While it is well known today that J.S. Bach’s The Well-Tempered Clavier (WTC) was not composed with equal temperament in mind, it is unknown exactly which, if any, well temperament Bach had intended for the work. While equal temperament produces 12 uniform intervals of each type, other systems of well temperament slightly stretch and compress the size of various fifths, resulting in alterations to other intervals. A number of competing hypotheses have been published as to which temperament Bach intended, or whether he intended a specific temperament at all. While we do not have a definitive historical answer as to Bach’s preference of temperament in this work, this paper applies corpus methodologies to compare these systems.

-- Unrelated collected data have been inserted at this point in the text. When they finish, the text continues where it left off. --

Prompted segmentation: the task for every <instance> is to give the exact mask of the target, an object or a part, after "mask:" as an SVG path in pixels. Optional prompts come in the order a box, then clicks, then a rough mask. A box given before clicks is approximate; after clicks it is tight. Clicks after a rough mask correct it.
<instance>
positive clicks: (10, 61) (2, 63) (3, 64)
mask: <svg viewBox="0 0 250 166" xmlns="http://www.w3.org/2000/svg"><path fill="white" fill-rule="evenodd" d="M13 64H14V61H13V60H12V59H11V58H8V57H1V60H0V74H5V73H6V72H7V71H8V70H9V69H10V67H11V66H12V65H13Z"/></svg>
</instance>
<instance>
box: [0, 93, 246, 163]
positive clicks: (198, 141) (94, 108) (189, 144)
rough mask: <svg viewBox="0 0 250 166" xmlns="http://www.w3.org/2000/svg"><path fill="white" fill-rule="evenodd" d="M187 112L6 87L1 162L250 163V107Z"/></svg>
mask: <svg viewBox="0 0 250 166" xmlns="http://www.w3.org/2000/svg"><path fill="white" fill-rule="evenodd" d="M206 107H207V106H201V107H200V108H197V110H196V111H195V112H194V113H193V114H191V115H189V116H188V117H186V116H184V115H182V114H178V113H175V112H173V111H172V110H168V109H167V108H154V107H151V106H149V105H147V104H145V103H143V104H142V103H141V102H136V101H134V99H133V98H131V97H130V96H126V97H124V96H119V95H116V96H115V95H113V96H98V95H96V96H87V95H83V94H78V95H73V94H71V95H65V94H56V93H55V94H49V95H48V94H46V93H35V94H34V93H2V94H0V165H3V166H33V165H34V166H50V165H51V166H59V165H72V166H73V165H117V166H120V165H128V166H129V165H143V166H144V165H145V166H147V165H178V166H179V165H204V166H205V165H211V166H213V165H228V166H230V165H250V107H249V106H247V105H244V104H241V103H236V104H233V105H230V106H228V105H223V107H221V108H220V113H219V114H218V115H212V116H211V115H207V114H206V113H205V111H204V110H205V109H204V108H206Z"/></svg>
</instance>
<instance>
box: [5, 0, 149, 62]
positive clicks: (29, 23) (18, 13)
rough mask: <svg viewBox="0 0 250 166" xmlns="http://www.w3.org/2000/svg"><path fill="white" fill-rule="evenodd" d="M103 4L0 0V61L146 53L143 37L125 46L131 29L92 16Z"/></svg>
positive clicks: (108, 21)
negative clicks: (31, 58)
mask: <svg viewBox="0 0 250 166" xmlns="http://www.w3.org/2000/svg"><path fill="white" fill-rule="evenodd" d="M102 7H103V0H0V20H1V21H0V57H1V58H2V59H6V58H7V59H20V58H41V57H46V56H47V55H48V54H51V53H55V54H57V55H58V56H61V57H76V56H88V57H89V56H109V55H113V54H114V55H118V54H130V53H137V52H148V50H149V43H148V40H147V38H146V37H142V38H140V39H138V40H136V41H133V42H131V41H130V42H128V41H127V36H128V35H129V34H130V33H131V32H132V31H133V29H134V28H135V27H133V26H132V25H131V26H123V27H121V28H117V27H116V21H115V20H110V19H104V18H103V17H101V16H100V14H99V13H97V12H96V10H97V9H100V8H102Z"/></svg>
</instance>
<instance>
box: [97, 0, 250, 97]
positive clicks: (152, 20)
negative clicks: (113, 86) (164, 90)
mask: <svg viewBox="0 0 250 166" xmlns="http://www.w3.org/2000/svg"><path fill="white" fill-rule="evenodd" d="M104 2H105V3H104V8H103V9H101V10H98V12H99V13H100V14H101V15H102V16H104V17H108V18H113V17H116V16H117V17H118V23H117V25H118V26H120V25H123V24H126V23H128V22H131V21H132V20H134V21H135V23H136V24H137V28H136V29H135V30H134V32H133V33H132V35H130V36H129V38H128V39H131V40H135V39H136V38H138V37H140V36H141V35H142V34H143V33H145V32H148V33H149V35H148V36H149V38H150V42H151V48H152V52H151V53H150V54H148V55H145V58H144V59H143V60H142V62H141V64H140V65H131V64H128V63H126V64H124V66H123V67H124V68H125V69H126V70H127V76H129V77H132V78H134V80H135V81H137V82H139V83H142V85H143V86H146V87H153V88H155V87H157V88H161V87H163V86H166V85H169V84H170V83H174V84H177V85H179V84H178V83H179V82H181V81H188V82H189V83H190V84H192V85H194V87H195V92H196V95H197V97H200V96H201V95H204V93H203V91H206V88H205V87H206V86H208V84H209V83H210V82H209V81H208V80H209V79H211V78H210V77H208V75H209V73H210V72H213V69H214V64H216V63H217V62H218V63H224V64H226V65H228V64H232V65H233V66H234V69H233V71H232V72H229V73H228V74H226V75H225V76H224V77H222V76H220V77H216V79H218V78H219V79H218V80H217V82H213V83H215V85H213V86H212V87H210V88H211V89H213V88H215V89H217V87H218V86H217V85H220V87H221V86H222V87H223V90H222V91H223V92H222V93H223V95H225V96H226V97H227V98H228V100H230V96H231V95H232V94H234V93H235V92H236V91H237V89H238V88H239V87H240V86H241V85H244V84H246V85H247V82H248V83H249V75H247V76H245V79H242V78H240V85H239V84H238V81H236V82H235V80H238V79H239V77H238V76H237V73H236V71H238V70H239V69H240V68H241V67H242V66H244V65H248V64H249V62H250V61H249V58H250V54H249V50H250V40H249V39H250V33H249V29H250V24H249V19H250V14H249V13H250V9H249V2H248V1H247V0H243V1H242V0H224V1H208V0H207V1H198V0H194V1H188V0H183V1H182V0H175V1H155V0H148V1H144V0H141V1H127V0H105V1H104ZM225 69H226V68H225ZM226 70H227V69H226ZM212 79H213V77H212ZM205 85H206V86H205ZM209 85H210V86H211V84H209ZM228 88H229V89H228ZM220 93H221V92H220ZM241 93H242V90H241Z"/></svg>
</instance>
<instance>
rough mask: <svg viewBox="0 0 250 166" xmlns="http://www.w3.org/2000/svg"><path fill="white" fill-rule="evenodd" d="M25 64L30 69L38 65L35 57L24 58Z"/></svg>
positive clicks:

This paper develops and utilises Detuning-Emphasis Correlation (DEC): the relationship between scale-degree pairs' deviation from just intonation and their frequency of use. Frequency of use is compared to a ‘baseline’ frequency, found by averaging a scale degree pair’s prevalence across the corpus. This paper analyses the 48 fugues of Bach’s WTC by computing DECs for selected well temperaments (Werckmeister III, Bach-Lehman, Niedhardt, Vallotti, and Young), aiming to find a significant negative DEC for some temperament. While no temperament was found to fit the WTC in this way, strong correlations between these well temperaments indicated that the work would highlight similar affects for the various keys regardless of which (non-equal) well temperament is used to realise this work.